Strem Chemicals, Inc., a manufacturer of specialty chemicals for research and development, is pleased to announce the addition of Rh2(S-PTTL)4 (Strem catalog 45-2105) to its portfolio of Dirhodium Catalysts.
Strem Chemicals, Inc. has licensed this technology from the University of Canberra. This is the University’s first commercialization agreement for a chemical product that will be sold globally.
The catalyst, discovered by associate professor of biomedical sciences Dr. Ashraf Ghanem, is used for asymmetric, intermolecular and intramolecular C-H insertion, cyclopropanation and other reactions. It may also be useful in pharmaceutical processing.
Dr. Ghanem explained that this synthetic catalyst produces a chemical reaction that allows certain molecules to be extracted with a very high level of purity, reducing the need for additional processing and diminishing the risk of unintended side effects.
“This is important because it can help produce more effective pharmaceuticals quickly, at a reduced cost and hopefully in the future that means people are paying less for the medication they need,” he said.
Dr. Ghanem said the path to commercializing his discovery has been hard work, but rewarding now that his research may be delivering a beneficial outcome to the pharmaceutical field, and in turn potentially aiding those depending on their medication.

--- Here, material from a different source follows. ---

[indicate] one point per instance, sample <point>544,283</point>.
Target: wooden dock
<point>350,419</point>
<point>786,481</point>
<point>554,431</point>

“This commercialization deal shows that we are achieving great results in our field and that our work is offering a solution that can improve the pharmaceutical industry’s access to more pure drugs,” Dr. Ghanem said.
“I feel that this is what my research is meant to be doing, taking the theory from the bench to a product in the marketplace.”
“Strem is pleased to be adding this tool for drug discovery and process development scientists to use in their efforts to bring new pharmaceuticals to market and make them or generic drugs more efficiently”, said Dr. Ephraim S. Honig, Strem Chemical’s Chief Operating Officer.
University of Canberra Deputy Vice-Chancellor (Research), Professor Frances Shannon said she is proud of the work being done at the University.
“This intellectual property deal may be the first for a chemical product at the University of Canberra, but it won’t be the last,” Professor Shannon said.